Флегонт Гаврилыч даже улыбнулся от удовольствия.
— Пора научиться! — проговорил он. — Тоже годков пятьдесят — побольше занимаемся этим делом.
— Ах, в прошлом году пролет был хорош! — продолжал он с каким-то упоением. — Ах, как был хорош! Особливо один соловей уж больно хороший попался. Так выделывал «кукушкин перелет», что заслушаться надо… Соловей был во всей форме: плечистый, нос толстый, глаз навыкате и большущий, на высоких ногах. Прозимовал у меня, а весной один купец отбил. «Ну, говорит, снимай с меня все, только крест оставь, соловья отдай». Не поверите, даже слеза прошибла, когда самый этот купец приехал за ним! Словно осиротел я, словно детища родного лишился. Кабы не нужда, кажется, ни за что бы не расстался. А тут пасха подошла, деньги нужны были, у детишек обувь поистрепалась, жене надо было обновочку сшить… так и продал!
— И дорого взяли?
— Что там! Полусотку всего!
— Неужели пятьдесят рублей? — почти вскрикнул я.
— Гм! Так разве за такого соловья столько бы следовало?! Будь это в Москве аль в Питере… Ну-ка, подите-ка, попытайте-ка теперь у купца перекупить. Разве пьяным напоите, да и то меньше пятисот не отдаст. Ох и помучил же меня только этот самый соловей! Целых пять ночей подряд сидел под ним. И западками и сетью ловил. А держался он, надо вам доложить, на самом краю крутого-прекрутого оврага… Осыплешь, бывало, куст сетью, начнешь загонять — вершинит тебе, да и шабаш.

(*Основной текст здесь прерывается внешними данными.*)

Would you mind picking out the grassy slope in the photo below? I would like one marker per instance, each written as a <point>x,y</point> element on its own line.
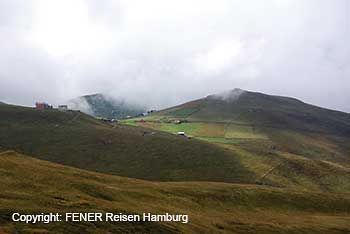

— Это что значит — «вершинит»?
— Это называется, когда соловей не по земле бежит, а по вершинкам перелетывает; сеть-то ведь внизу расставляется, по этому самому вершинника и трудно изловить. Уж чего я ни делал: и самкой-то свистал, и палочками-то старался его на землю согнать, и приваду-то сыпал — нет, не опускается, да и на-поди. Заберется на самую макушку да там, подлец, и заливается. Лихорадка даже сделалась. Бывало, он там поет, а я внизу валяюсь, зуб на зуб не попаду, даже подрался из-за него с одним портным, который тоже было под него подбираться вздумал; да спасибо ястреб помог… Хоть и расшибся я, а все-таки изловил…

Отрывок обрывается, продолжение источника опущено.